There may be a preference to not use IT systems, but does this actually make the system non-compliant? 

If the setup with RCDs (noted about S type) provides adequate protection on all fronts, surely this is then complaint with regulation? 

Is it possible the regulations really focus on “break before make” style backup systems, rather than systems that are designed to ensure continuous power? 

vantech said:

So you are saying that the output from the inverter is in fact an IT arrangement, and that the capacitive “bond” if you like between N and E does not meet the requirements of BS7671 to claim to be a TN-S setup?

No.

vantech said:

Is it possible the regulations really focus on “break before make” style backup systems, rather than systems that are designed to ensure continuous power? 

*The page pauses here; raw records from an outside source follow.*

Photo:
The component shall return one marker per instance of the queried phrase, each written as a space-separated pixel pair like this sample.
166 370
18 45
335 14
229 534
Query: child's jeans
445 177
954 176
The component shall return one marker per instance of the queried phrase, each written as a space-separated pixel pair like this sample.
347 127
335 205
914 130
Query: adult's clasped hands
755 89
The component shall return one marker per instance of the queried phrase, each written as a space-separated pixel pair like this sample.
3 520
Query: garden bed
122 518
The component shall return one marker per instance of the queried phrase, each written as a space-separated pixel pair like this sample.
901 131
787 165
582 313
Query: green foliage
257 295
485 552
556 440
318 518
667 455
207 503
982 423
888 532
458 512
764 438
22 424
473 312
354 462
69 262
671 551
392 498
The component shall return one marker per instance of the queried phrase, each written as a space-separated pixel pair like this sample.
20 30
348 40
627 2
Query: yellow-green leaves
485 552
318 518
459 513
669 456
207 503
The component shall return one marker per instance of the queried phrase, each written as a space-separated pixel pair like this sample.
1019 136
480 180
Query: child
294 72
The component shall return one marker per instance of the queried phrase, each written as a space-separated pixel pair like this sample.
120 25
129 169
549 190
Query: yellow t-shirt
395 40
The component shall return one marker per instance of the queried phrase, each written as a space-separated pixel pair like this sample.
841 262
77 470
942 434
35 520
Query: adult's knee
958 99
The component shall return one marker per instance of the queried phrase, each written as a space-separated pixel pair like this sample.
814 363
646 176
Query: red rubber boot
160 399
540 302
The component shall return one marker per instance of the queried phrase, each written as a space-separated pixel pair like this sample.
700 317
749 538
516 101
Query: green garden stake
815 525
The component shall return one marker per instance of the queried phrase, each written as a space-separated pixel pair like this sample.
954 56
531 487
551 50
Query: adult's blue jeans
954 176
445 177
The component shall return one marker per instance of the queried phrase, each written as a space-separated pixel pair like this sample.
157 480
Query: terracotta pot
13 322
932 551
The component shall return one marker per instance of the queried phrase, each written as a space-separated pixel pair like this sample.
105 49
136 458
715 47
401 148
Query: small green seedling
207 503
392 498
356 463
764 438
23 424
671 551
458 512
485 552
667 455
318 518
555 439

Just because a product can provide continuous power, doesn't mean they are always suitable for use in systems with interconnected components, unless the installation is suited to those components.

Is it possible that product standards for products designed to provide continuous power are not always aligned with installation conditions and interconnected products made to other standards?

vantech said:

There may be a preference to not use IT systems, but does this actually make the system non-compliant?

There is a difference between UPS products supplying a single, stand-alone product, and those supplying an installation - and there are differences between the operational conditions in commercial/industrial installations, to those in domestic installations.

vantech said:

If this setup is complimented by an earth rod owned by the consumer, can the N-PE link then be relied upon? 

No. The distributor's means of earthing cannot be relied upon. The simple reason being, that the distributor may be working on that link (TN-S, TN-C-S or TT)  or the link may be connected by a cable in the network that is broken or being worked on (TN-S)

vantech said:

If the setup with RCDs (noted about S type) provides adequate protection on all fronts, surely this is then complaint with regulation? 

At the most basic level, yes - ignoring other factors that I have already put forward.

By any chance ... are you working for a manufacturer or importer of such a system, and wanting to find some way through the standards and guidance?

Are you, but any chance, working for a manufacturer or importer of such a system, and are looking for a route through the UK standards and industry guidance?

No, I am not a manufacturer or an importer. 

I have this installed on a property. Just looking for clarification as to why the system operates this way, because it’s function isn’t outlined in any guidance. The manufacturer seems to suggest this is normal. I am just trying to understand how they are getting to that.